● Building the New American Economy: Smart, Fair, and Sustainable
By Jeffrey D. Sachs
Summary via publisher (Columbia University Press)
In this passionate and powerful book—part manifesto, part plan of action—the renowned economist Jeffrey D. Sachs offers a practical strategy to move America, seemingly more divided than ever, toward a new consensus: sustainable development. Sustainable development is a holistic approach that emphasizes economic, social, and environmental objectives in shaping policy. In focusing too much on economic growth, the United States has neglected rising economic inequality and dire environmental threats. Now, even growth is imperiled.
● Sustaining Capitalism: Bipartisan Solutions to Restore Trust & Prosperity
By Steve Odland and Joe Minarik
Essay by authors via Fortune
Businesses want to generate jobs and pay good and growing wages, but taxes and regulations can get in the way. Still, government needs to pay its bills – which it is hasn’t done in many years – and regulations can level and smooth the business playing field, not just tilt and block it.
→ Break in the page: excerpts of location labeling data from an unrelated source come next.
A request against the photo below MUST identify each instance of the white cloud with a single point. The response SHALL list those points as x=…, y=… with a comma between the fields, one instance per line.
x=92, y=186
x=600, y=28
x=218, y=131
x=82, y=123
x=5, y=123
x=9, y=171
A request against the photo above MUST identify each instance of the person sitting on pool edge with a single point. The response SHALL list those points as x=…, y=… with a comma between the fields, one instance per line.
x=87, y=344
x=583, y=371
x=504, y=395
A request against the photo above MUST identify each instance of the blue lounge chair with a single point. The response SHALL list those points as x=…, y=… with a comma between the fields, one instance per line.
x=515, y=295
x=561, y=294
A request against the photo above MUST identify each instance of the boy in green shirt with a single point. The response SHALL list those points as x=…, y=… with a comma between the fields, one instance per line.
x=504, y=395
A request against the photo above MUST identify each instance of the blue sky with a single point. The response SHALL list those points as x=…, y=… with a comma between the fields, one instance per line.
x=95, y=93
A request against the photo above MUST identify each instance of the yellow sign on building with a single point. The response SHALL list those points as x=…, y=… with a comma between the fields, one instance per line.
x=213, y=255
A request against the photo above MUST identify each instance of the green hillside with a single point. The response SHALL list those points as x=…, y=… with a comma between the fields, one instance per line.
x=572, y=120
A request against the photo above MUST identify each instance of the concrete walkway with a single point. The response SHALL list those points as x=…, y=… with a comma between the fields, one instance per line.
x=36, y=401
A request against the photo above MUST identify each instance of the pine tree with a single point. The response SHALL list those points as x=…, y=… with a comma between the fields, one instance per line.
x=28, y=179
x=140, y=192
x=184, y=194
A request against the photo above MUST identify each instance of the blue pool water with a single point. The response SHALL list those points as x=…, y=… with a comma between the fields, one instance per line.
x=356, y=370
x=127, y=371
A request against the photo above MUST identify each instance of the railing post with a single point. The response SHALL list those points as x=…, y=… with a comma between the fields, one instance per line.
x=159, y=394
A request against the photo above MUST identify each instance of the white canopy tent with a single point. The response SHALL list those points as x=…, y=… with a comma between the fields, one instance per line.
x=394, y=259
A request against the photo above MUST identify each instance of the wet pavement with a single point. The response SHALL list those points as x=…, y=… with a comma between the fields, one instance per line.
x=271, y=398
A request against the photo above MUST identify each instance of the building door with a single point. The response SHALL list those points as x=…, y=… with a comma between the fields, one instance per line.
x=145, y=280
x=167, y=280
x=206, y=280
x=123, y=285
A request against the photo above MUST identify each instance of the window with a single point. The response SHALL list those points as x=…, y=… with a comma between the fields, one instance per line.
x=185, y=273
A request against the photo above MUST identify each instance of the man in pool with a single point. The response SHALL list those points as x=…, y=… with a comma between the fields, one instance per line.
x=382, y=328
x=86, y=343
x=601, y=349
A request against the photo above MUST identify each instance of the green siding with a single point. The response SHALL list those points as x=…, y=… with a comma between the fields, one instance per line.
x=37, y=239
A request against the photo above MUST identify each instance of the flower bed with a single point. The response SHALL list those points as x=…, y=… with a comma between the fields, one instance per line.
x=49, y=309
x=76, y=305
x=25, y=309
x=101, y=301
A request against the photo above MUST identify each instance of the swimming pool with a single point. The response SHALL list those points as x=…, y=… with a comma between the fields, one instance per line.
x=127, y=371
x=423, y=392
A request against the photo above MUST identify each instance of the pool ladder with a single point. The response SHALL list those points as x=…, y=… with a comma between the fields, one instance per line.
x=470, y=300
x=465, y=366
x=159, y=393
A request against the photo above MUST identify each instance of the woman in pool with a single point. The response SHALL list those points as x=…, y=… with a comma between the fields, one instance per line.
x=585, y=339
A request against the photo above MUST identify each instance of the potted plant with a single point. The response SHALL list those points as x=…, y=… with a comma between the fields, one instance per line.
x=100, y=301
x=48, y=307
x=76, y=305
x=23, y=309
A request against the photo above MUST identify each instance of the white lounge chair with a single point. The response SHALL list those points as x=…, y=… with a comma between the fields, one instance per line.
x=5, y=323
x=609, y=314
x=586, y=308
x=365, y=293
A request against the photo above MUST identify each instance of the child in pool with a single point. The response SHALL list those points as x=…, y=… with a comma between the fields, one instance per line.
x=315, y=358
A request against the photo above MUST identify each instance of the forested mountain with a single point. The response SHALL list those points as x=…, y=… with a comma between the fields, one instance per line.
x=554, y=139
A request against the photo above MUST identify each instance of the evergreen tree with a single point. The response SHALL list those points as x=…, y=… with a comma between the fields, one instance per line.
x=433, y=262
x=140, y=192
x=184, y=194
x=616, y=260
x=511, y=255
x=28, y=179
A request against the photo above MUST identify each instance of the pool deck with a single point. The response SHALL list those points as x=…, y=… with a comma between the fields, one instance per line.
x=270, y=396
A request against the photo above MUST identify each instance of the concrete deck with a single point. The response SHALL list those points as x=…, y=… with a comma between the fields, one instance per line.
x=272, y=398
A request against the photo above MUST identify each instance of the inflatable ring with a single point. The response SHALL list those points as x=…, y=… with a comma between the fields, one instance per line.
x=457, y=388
Business leaders can respond to popular concerns and make government tax and regulatory systems work better at the same time. We need an adult conversation about how to do that.
● Machine Trading: Deploying Computer Algorithms to Conquer the Markets
By Ernest P. Chan
Summary via publisher (Wiley)
Machine Trading is a practical guide to building your algorithmic trading business. Written by a recognized trader with major institution expertise, this book provides step-by-step instruction on quantitative trading and the latest technologies available even outside the Wall Street sphere. You’ll discover the latest platforms that are becoming increasingly easy to use, gain access to new markets, and learn new quantitative strategies that are applicable to stocks, options, futures, currencies, and even bitcoins.
● Hit Makers: The Science of Popularity in an Age of Distraction
By Derek Thompson
Summary via publisher (Penguin Press)
Nothing “goes viral.” If you think a popular movie, song, or app came out of nowhere to become a word-of-mouth success in today’s crowded media environment, you’re missing the real story. Each blockbuster has a secret history—of power, influence, dark broadcasters, and passionate cults that turn some new products into cultural phenomena. Even the most brilliant ideas wither in obscurity if they fail to connect with the right network, and the consumers that matter most aren’t the early adopters, but rather their friends, followers, and imitators — the audience of your audience.
● The Currency of Confidence: How Economic Beliefs Shape the IMF’s Relationship with Its Borrowers
By Stephen C. Nelson
Summary via publisher (Cornell University Press)
The IMF is a purposive actor in world politics, primarily driven by a set of homogenous economic ideas, Stephen C. Nelson suggests, and its professional staff emerged from an insular set of American-trained economists. The IMF treats countries differently depending on whether that staff trusts the country’s top officials; that trust in turn depends on the educational credentials of the policy team that Fund officials face across the negotiating table. Intellectual differences thus lead to lasting economic effects for the citizens of countries seeking IMF support.